Combining SaaS and content means including content as an essential part of a software product or by adding digital media communities or conferences to the front end of a SaaS business model. It was a major factor in the acquisition of the company I founded – Praetorian Digital – and its merger with Lexipol in the public safety learning and compliance space. In this case, The Hustle offers HubSpot content, a conference footprint and a fledging subscription data product.
For SaaS businesses
If you follow SaaS businesses or have operated one, you know that the beauty of a SaaS business is in its clear metrics such as such as LTV/CAC (ratio of lifetime customer value to customer acquisition cost), payback period, and net churn that supports rapid scaling. Done right, adding digital media decreases CAC by creating an ongoing channel to a captured audience to which you can market your solution and builds brand authority and thought leadership. It provides a warm list for your lead or sales development reps to call and allows you to map lead capture to relevant articles even gating content that closely correlates with purchase intent.
More importantly, it also allows you to map content to all stages of the customer lifecycle, which improves core metrics like usage and net churn. Taking this one step further, content paired with a SaaS platform presents opportunities for new product features or add-ons. For HubSpot, this could be a premium subscription for customers either at an additional cost or as a value-add to support annual price increases. Learning management system businesses have long applied this strategy by offering course content along with their platform and authoring tools.

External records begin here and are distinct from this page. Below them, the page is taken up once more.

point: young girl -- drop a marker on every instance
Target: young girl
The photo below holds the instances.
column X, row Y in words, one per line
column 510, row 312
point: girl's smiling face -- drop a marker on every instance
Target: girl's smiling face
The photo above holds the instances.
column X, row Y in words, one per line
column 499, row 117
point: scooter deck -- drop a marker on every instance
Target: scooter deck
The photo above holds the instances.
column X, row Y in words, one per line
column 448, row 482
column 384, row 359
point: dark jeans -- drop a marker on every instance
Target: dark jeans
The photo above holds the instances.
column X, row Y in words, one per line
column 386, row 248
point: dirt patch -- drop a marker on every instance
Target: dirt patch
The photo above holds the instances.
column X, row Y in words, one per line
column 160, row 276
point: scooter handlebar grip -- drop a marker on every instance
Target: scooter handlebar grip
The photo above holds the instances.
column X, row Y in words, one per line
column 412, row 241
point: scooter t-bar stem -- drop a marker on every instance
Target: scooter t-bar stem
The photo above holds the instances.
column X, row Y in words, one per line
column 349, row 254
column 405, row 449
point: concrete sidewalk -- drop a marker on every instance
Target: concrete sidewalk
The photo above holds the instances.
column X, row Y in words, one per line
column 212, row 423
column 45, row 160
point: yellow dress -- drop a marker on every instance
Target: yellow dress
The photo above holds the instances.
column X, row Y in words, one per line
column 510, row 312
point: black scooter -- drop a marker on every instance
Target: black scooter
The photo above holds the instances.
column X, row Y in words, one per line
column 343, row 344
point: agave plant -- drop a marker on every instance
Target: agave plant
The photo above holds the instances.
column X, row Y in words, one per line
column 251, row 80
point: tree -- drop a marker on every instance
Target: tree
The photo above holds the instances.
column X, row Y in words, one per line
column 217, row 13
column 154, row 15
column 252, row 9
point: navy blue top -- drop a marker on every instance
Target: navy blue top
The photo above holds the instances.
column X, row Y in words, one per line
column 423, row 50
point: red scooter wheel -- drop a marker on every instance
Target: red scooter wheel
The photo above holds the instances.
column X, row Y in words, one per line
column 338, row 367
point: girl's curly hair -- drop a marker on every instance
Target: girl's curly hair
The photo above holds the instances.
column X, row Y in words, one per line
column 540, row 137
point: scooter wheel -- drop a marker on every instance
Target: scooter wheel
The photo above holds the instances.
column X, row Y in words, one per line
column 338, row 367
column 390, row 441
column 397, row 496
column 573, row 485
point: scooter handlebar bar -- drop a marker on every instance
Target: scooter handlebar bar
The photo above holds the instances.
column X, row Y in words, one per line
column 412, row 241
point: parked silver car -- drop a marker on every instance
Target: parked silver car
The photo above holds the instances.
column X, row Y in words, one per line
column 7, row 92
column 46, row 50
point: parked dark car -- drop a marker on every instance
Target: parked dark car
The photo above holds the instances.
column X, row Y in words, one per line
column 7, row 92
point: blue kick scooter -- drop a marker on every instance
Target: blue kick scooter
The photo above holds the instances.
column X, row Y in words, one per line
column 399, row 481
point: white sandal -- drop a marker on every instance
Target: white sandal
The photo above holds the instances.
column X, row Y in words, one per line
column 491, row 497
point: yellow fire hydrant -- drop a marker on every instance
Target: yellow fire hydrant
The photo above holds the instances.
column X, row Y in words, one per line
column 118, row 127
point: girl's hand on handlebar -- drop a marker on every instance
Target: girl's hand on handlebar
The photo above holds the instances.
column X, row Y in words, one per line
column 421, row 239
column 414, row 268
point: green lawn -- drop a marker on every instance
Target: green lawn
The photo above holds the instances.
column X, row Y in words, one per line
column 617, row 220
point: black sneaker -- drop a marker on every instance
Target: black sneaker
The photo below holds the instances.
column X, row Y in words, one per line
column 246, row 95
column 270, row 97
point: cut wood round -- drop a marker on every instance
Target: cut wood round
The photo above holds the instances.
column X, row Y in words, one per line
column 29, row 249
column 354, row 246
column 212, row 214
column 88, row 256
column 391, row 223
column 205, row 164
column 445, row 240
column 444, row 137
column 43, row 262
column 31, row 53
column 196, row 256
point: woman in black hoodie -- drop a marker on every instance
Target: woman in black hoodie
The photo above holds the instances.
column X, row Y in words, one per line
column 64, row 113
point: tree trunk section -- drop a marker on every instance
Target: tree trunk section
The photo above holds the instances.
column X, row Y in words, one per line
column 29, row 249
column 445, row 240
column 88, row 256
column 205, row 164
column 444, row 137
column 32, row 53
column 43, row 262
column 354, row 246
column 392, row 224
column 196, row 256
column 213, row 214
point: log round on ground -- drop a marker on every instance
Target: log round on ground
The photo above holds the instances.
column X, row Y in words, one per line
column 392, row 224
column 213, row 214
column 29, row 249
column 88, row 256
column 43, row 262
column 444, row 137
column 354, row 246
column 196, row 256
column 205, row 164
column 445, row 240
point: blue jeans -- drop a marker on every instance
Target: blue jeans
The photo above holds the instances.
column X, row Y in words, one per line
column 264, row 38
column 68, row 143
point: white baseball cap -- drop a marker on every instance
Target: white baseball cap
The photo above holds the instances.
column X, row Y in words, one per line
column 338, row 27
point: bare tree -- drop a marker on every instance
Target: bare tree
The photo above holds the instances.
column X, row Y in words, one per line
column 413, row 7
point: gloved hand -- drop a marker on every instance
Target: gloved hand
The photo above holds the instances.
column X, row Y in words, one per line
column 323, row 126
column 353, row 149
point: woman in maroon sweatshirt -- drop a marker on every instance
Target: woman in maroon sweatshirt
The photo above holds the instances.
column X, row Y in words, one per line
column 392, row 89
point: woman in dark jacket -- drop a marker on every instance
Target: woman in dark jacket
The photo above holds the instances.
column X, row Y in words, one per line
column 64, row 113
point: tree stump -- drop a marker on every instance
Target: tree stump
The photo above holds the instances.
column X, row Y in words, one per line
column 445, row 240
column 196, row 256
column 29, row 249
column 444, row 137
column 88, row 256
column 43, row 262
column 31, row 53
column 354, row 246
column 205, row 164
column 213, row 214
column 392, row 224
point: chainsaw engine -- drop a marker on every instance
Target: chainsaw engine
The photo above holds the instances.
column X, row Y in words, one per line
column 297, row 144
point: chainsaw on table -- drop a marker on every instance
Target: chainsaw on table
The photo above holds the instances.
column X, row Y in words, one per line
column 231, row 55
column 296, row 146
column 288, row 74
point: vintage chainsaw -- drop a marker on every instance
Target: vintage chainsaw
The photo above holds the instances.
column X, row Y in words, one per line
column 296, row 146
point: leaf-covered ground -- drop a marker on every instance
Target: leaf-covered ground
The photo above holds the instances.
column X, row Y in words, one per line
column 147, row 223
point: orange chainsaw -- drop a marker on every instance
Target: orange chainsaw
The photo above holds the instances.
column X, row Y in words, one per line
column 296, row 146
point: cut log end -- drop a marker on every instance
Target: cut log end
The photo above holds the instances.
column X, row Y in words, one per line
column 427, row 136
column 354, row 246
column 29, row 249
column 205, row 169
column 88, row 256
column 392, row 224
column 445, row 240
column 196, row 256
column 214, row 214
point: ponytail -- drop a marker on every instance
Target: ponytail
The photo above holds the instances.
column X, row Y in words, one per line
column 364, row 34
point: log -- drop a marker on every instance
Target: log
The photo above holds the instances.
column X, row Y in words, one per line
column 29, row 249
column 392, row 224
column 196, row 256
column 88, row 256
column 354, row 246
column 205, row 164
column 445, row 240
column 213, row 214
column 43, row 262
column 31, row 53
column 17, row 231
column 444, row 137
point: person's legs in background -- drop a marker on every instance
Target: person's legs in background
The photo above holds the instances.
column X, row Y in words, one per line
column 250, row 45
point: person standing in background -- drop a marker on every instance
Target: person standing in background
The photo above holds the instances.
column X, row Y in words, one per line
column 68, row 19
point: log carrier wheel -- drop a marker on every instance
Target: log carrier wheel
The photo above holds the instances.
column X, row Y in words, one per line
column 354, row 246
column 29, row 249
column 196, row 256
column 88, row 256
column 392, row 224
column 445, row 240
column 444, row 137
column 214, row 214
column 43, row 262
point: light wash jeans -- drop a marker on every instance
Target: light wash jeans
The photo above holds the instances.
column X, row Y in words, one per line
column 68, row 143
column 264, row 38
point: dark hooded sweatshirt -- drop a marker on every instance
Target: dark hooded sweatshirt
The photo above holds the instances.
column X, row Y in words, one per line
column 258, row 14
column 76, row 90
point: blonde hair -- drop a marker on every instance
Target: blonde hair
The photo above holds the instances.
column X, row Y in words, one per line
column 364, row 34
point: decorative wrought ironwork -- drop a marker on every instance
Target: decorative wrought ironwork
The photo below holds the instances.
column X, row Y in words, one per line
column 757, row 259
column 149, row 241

Finally, the data from content engagement can create intriguing opportunities to pair software usage data with industry trends. In this case, the Hustle already offers a data product – Trends – that will only grow in value within the HubSpot ecosystem.
For Digital media operators
Digital media has largely been struggling to find its way over the past several years to compete with social media and the rapid changes in content consumption. For digital media businesses in or around verticals where workflow tools are important, there are important implications. SaaS businesses, who may be some of your larger customers, could be future acquirers or could begin to compete as they build their own blogs and newsletter lists. Think differently about the SaaS businesses you have as customers and look for partnerships and deeper relationships to test the waters.
Alternatively, digital media businesses are in a unique position to swim upstream and add SaaS or workflow solutions to their offerings as I did at Praetorian Digital when we built an enterprise learning platform for first responders to extend our digital media communities. That effort ended up generating nearly half of our annual revenue.
Though doing so is a heavy lift and requires a major shift in culture and different skillset but is well worth the effort when comparing relative valuations and the opportunity to embed your business within your audience. And with software becoming easier to build and manage, the deep domain experience, engaged potential customer base, brand trust and content resident in any digital media or traditional media business presents a set of competitive advantages that will only become more important as we’re seeing here with HubSpot.